ROBERT: I'd want to remind them that there are creative choices to make and that people who have healthy mental attitudes and reflect positive emotions have a far greater potential for surviving prostate cancer and for expanding, not necessarily extending life, but part of this is what Pittsburgh Cancer Institute calls, a factor of joy, meaning mental resilience and vigor and that they found is the second strongest predictor of survival time for patients. So I believe this kind of thing is terribly important for any prostate cancer survivor to remember, the response is going to be - your response is going to be how well you make out. You have this opportunity as dreadful discovery for many at first, but in that are the seeds of this incredible opportunity to go out and do the things that you have put off, that you might not have done before, go hike the Appalachian Trail, go hike the Continental Divide, go up in a balloon, go to Haiti, I went there for a church mission, get yourself out and away from all this inner directiveness that really plagues men.

SCHORR: Good advice.

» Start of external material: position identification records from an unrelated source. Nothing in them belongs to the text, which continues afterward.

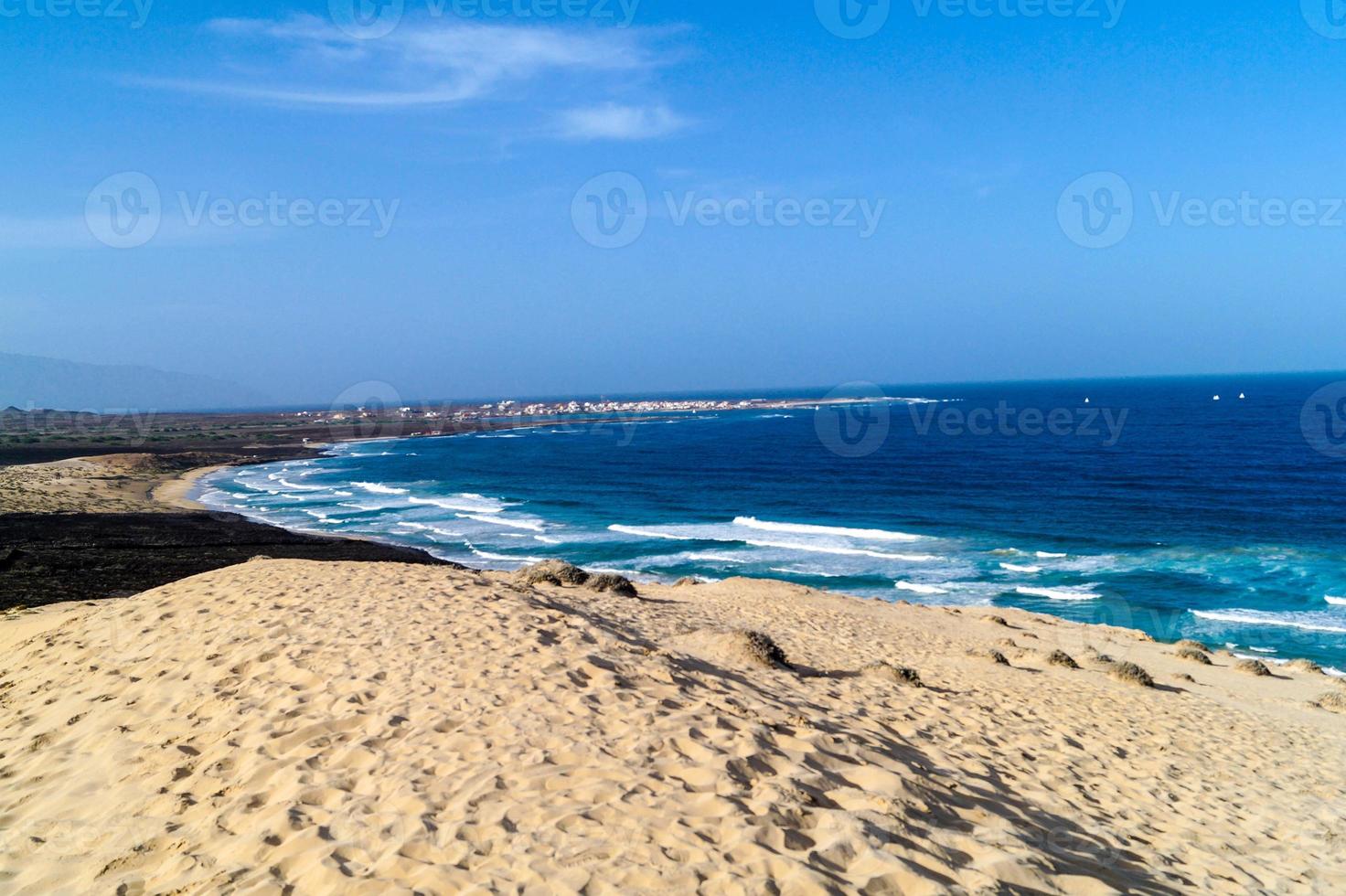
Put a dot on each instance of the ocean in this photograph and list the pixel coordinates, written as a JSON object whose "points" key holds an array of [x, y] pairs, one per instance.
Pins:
{"points": [[1148, 504]]}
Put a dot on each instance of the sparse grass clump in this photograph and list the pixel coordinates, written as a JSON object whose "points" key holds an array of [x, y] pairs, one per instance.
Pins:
{"points": [[898, 674], [1333, 701], [1061, 658], [552, 572], [613, 582], [1254, 667], [761, 648], [1188, 644], [1132, 674]]}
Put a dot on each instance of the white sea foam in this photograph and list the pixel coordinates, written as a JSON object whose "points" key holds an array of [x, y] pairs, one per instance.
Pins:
{"points": [[466, 502], [805, 572], [1303, 622], [486, 554], [1073, 592], [843, 552], [917, 588], [379, 488], [650, 533], [532, 525], [801, 529], [732, 534]]}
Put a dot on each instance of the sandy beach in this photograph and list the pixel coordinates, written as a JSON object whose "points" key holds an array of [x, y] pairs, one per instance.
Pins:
{"points": [[302, 727]]}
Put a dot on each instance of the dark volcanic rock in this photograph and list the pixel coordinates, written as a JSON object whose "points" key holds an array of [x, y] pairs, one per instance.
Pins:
{"points": [[48, 559]]}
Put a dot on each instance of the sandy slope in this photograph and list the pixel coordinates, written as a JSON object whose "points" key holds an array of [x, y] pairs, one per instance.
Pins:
{"points": [[105, 483], [358, 727]]}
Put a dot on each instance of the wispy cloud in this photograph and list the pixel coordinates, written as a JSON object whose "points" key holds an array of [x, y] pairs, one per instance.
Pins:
{"points": [[614, 122], [307, 60]]}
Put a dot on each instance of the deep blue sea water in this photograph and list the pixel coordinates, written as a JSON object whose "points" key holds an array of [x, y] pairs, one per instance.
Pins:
{"points": [[1141, 502]]}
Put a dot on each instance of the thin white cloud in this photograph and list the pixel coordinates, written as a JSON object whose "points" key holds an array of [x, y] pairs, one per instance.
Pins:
{"points": [[310, 62], [613, 122]]}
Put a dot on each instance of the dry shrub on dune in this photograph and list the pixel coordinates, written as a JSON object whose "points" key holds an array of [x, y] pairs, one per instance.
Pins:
{"points": [[1132, 674], [613, 582], [1252, 667], [897, 674], [1333, 701], [1061, 658], [552, 572], [1188, 644], [733, 647], [989, 654]]}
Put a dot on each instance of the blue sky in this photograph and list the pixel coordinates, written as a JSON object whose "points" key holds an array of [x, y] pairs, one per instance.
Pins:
{"points": [[485, 140]]}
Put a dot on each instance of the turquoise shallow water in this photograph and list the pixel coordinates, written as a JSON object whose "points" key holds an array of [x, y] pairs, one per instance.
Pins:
{"points": [[1144, 504]]}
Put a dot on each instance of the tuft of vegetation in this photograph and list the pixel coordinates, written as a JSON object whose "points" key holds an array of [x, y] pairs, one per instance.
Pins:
{"points": [[613, 582], [1333, 701], [1061, 658], [1132, 674], [897, 674], [1254, 667], [552, 572], [1305, 667], [1192, 656]]}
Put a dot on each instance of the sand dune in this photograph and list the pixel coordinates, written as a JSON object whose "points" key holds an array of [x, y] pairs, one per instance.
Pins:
{"points": [[364, 727]]}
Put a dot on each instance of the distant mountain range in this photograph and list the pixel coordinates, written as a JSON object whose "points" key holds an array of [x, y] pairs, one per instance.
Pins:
{"points": [[28, 382]]}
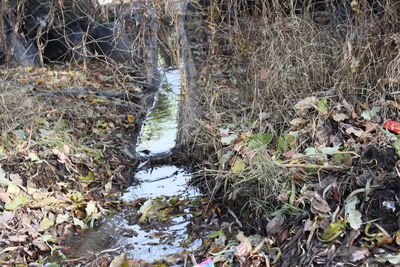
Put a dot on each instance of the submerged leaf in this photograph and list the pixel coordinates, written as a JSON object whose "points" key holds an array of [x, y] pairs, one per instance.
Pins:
{"points": [[393, 259], [332, 231], [16, 202], [238, 166], [227, 140], [352, 214], [259, 140], [275, 224], [45, 224]]}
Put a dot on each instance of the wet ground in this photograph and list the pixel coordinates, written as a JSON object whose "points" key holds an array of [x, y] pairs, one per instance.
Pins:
{"points": [[157, 188]]}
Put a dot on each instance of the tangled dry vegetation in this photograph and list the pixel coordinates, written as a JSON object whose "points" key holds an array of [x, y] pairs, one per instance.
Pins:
{"points": [[292, 106], [64, 155]]}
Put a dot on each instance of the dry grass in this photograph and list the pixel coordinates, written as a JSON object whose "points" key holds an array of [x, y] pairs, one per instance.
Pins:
{"points": [[258, 66]]}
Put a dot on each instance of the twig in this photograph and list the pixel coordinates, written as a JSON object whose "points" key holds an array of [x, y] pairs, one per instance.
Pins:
{"points": [[76, 91], [322, 154], [313, 166]]}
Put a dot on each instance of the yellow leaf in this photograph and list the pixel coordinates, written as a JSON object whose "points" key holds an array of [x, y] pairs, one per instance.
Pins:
{"points": [[45, 224], [238, 166], [13, 189], [130, 118], [99, 100], [28, 69], [332, 231]]}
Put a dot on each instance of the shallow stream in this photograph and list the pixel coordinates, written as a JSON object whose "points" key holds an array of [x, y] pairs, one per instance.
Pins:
{"points": [[156, 183]]}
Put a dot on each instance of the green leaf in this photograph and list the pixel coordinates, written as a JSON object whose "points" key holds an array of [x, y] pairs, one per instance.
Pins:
{"points": [[80, 223], [20, 134], [282, 144], [225, 157], [75, 195], [13, 189], [354, 65], [34, 158], [16, 202], [45, 224], [47, 238], [259, 140], [238, 166], [108, 186], [3, 180], [352, 214], [332, 231], [345, 159], [216, 234], [91, 209], [227, 140], [393, 259], [396, 146], [97, 154], [88, 177], [322, 105]]}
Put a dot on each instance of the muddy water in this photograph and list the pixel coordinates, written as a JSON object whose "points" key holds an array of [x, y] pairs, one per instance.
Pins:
{"points": [[157, 138]]}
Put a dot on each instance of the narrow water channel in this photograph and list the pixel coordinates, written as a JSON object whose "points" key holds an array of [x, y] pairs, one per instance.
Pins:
{"points": [[156, 184]]}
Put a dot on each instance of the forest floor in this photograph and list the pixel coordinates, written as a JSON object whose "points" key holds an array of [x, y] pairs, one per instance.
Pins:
{"points": [[297, 147], [298, 122], [65, 155]]}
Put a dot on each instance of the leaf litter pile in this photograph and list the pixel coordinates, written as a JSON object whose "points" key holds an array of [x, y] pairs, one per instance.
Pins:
{"points": [[64, 155], [304, 155]]}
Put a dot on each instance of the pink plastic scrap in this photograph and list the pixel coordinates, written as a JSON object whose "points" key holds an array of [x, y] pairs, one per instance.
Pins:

And Don, some thoughts?

Don DON: Beg, borrow, steal a computer see your wife --- if you've got a son a daughter or grandchildren, anybody, beg borrow or steal a computer get on the Internet and start out searching for prostate cancer. It will take you everywhere and anywhere.

SCHORR: And get informed. And stay informed, in an area that fortunately continues to change.

DON: Can I make one more? I was at a urologists convention in Dallas, TX and learned what I could and have been - I said I was one of the guys on the internet who tells patients what's going on, and they said, bullshoot. You know, when I find somebody who has been on the Internet and is knowledgeable, I find it much easier to work with them and they know what we are talking about. I wish all of my patients had been on the internet.

SCHORR: Tony, do you have a computer in Connecticut?

Tony TONY: I have access to a computer but I am not interested in having one for myself. I have a telephone, if I need to reach anyone I use it.

SCHORR: Well, it sounds like that support group that you're forming there in Connecticut is going to be helpful for you and for others, too.

TONY: Yes, I think it will be.

SCHORR: Gentlemen, with that, we'll have to close. This has been a very inspiring conversation, certainly for me and I know for other men who will listen to us discussing really key issues for men who are going through a diagnosis of prostate cancer treatment or just afterwards. So I want to thank each of you for sharing your personal experiences and some very intimate insights as well to benefit others.

For the American Cancer Society's Cancer Survivors Network and from our Healthtalk Interactive Network in Seattle, I'm Andrew Schorr.